Lembro-me de que, quando crianças, íamos às vendas, aos bares, comprar “cigarros picados”.Por força da necessidade, da pobreza que aumentava.
Muitas vezes, não tínhamos nem mesmo sapatos para ir à escola e, então, calçava-se apenas um pé, ficando o outro amarrado com pedaço de pano, um pouco de mercúrio-cromo, para enganar que estava machucado.
Conheço um poeta que em suas lembranças, me fala sempre da sensação de riqueza que ele tinha, numa cidadezinha do Interior de Minas Gerais, por ser o único dos meninos que ia à escola com sapatos nos pés. Eram tempos em que as pessoas chamavam os vizinhos por cima do muro e pediam: “Comadre, pode me emprestar uma xícarazinha de café, ou uma colher de sal ou de açúcar?”. E, por incrível que pareça, a pobreza do povo não era indigna, mas uma pobreza honrada, decente.

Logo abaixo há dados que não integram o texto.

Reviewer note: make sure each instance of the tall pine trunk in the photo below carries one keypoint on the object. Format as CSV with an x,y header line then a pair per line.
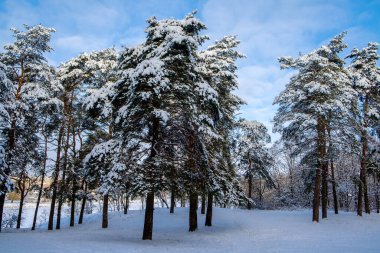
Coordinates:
x,y
325,189
249,205
321,149
105,211
203,206
172,201
363,188
193,219
81,214
57,169
149,208
41,185
73,196
335,196
148,221
22,197
210,200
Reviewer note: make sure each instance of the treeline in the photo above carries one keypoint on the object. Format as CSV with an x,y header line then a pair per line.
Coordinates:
x,y
328,116
141,122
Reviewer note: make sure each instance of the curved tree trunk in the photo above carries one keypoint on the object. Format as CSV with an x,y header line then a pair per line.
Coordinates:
x,y
80,221
105,211
193,219
335,196
210,200
172,201
148,222
249,205
203,206
41,185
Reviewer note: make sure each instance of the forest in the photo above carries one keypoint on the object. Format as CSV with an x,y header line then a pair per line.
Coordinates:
x,y
159,123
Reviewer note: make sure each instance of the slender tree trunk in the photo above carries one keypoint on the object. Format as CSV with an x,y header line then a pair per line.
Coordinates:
x,y
203,206
148,222
183,202
193,220
126,206
210,200
377,199
56,173
105,211
22,193
324,190
72,211
335,196
41,185
363,187
80,221
249,205
172,201
321,162
2,202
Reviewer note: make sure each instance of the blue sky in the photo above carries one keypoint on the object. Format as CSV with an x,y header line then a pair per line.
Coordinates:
x,y
267,29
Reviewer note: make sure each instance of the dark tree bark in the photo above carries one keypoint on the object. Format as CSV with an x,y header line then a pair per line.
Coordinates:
x,y
335,196
73,196
172,201
81,214
2,202
193,219
363,188
41,185
148,222
321,146
210,200
105,211
249,205
126,205
56,171
325,190
22,197
203,206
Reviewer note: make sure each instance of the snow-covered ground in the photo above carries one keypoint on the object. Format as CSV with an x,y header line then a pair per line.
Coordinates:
x,y
233,230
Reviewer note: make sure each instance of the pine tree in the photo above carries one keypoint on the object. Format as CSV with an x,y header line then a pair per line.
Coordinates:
x,y
252,156
366,81
320,86
28,72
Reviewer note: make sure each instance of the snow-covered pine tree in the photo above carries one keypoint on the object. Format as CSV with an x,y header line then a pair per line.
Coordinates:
x,y
218,65
320,86
161,87
365,75
27,70
6,100
252,157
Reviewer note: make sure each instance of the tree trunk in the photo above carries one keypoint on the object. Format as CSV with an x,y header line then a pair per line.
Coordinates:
x,y
148,222
126,206
335,196
72,211
22,193
2,202
80,221
183,202
203,206
325,190
172,201
105,211
60,199
249,205
41,185
208,221
57,168
193,221
321,146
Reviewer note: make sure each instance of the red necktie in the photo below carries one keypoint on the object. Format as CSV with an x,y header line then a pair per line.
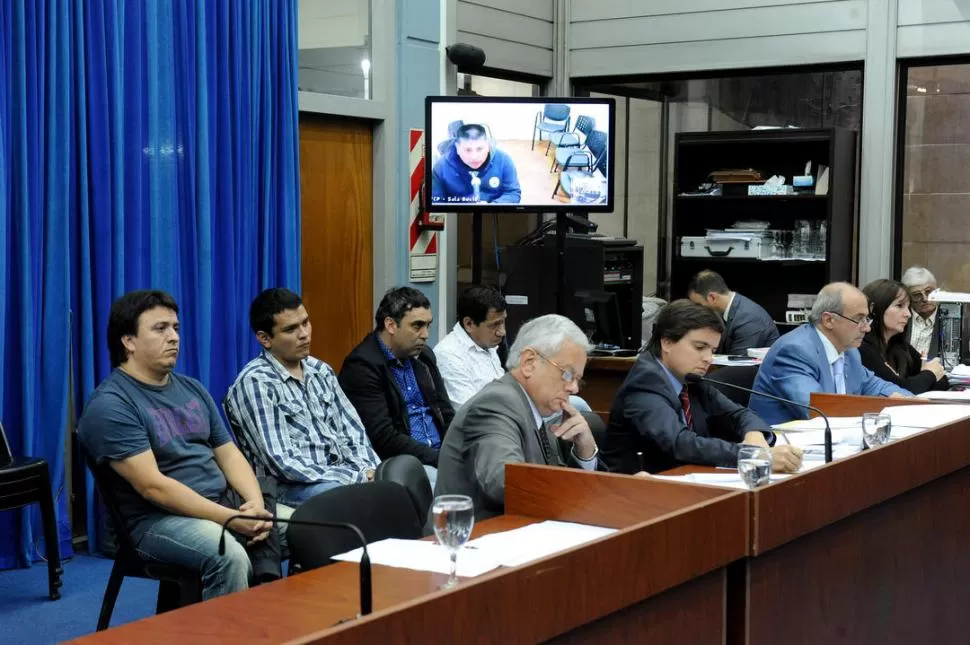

As portas e as janelas – ora, vejam que coisa incrível – podiam ficar abertas. E havia ainda os mais pobrezinhos que passavam todos os dias pelas casas e, silenciosamente e sem nada precisarem falar, já recebiam o prato de comida que sobrara, ou pedaços de pão.
Era a solidariedade que também existia. Os irmãos usavam camisas uns dos outros, sem dramas ou traumas. Cerziam-se meias que se rasgavam, remendavam-se roupas, fazia-se meia sola nos sapatos. Os cortadores de cana, lá na Usina Monte Alegre, iam de terno, ainda que surrado, assistir à missa dos domingos na capela da usina.
Penso que os tempos antigos voltam. E se, com eles, houver pelo menos o retorno da solidariedade, até que seria bom.